The Inert gas is produced in the IGG by the combustion of fuel with air. Marine diesel oil (MDO) or MGO is drawn from the storage tank and pumped through a filter to the main burners. A blower delivers the air necessary for combustion.
Oil and air is mixed in the correct proportion in an air-atomizing burner, which is ignited by the pilot burner. The fuel-air ratio and the oxygen content of the IG can be regulated by a valve in the fuel supply line to the main burner.
Purple-blue to rose-purple flame indicates good combustion whereas yellow flame means too much fuel oil or too low delivery air pressure causing low atomizing pressure and risk of soot formation.
The inert gas thus generated consists of mainly Nitrogen and carbon dioxide. It is first cooled in the combustion chamber by means of a sea water jacket, which surrounds the combustion chamber. The gas then comes in direct contact with a water spray. The resultant IG comprises of:
Oxygen : 2% by volume
Carbon dioxide: 13% by volume
Nitrogen : 85% by volume
Due to perfect combustion, there is a complete absence of soot. The temperature of the gas leaving the generator is about 5-10* above the cooling water temperature.
During the operation, should there be a reduction in demand for the IG, the excess gas is vented to the atmosphere. The operation is continuously monitored for flame, water or control air failure and excessive cooling water level. Should any emergency condition arise, the IGG automatically shuts off and sounds an audible alarm.
This is a costly installation, which is usually found in product or chemical tanker. With some clean cargo tainting could be a problem, if flue gas from boiler is used.
Chemical tankers & Product tankers are normally FRAMO tankers hence IGG is fitted on these ships, secondly the quality of IG plays a very important role in maintaining the quality of chemicals being transported.
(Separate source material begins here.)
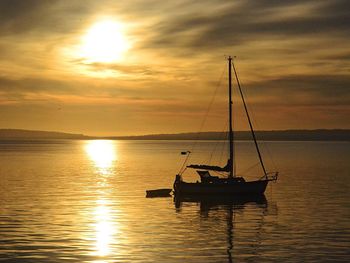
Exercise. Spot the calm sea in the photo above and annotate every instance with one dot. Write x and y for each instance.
(84, 201)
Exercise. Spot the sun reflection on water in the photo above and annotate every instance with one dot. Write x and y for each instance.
(105, 230)
(103, 153)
Conventional tankers with turbine driven COP will always have a large water tube boiler and thus Inert gas on these ships will be produced from boiler flue gas. Boiler will be used continuously during cargo discharge for running the cargo oil pump turbines (COPT).
On Framo tankers, the cargo discharge system consists of each cargo tank having a fixed submersible cargo pump, this pump is coupled to a hydraulic motor. The hydraulic motor is driven by high pressure hydraulic oil (220 bar), this high pressure hydraulic oil is delivered by hydraulic power-packs located in the engine room, these power packs are normally driven by diesel engines.
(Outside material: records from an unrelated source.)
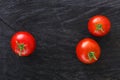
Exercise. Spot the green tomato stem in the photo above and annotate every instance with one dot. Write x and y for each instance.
(91, 56)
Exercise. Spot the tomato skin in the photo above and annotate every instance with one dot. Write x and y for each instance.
(25, 38)
(84, 47)
(103, 21)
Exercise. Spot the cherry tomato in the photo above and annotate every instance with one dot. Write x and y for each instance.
(88, 51)
(23, 43)
(99, 25)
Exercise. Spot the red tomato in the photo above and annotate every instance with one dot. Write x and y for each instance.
(99, 25)
(88, 51)
(23, 43)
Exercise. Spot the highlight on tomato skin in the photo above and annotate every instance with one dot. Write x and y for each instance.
(23, 43)
(99, 25)
(88, 51)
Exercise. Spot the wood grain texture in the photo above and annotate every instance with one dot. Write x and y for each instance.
(57, 26)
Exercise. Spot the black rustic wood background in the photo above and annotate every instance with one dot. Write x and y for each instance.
(57, 26)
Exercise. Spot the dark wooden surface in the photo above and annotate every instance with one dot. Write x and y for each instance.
(58, 25)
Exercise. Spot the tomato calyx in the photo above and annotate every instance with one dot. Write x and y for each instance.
(91, 56)
(99, 27)
(21, 47)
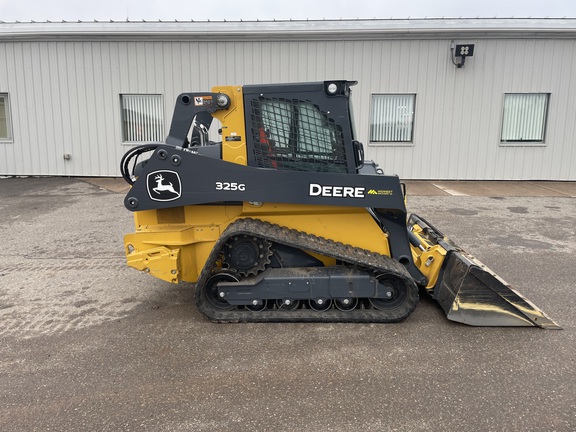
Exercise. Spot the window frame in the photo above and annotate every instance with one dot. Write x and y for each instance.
(545, 121)
(161, 113)
(9, 130)
(396, 143)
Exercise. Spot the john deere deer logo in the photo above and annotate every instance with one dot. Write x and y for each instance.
(164, 185)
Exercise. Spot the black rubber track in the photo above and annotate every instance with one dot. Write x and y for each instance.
(377, 263)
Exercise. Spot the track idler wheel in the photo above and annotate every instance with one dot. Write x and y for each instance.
(346, 304)
(248, 255)
(320, 304)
Thus these ships use an IGG for production of inert gas. They do not have large boilers as no turbines are present, hence IG from boiler uptake is not possible.
Carbon Molecular Sieve type Nitrogen Generator
The molecular sieve nitrogen generating plant is usually installed on ships such as chemical carriers where oxygen critical cargoes may be carried and purity of the inert gas is of utmost importance.
The system uses the pressure swing absorption method using a carbon molecular sieve which has the unique property of absorbing oxygen in preference to and at a faster rate than nitrogen. When air passes through the molecular sieve, oxygen is absorbed.
Nitrogen gets across and is collected. However the sieve gets saturated with oxygen after sometime and needs to be changed over. The system uses two vessels packed with the carbon molecular sieve. The vessels are alternatively on line or in the process of regeneration. As one reaches saturation, the system switches to the second. Change over time is appox. 1 minute.
The oxygen from the saturated sieve is removed by applying a reduced pressure to the vessel and then venting to the atmosphere. The nitrogen gas thus generated is fed to a buffer vessel from where it is distributed to the inert gas line. The purity of the nitrogen depends on the flow rate and can be as high as 99.5%. The lower the flow rate, the higher the purity and vice versa.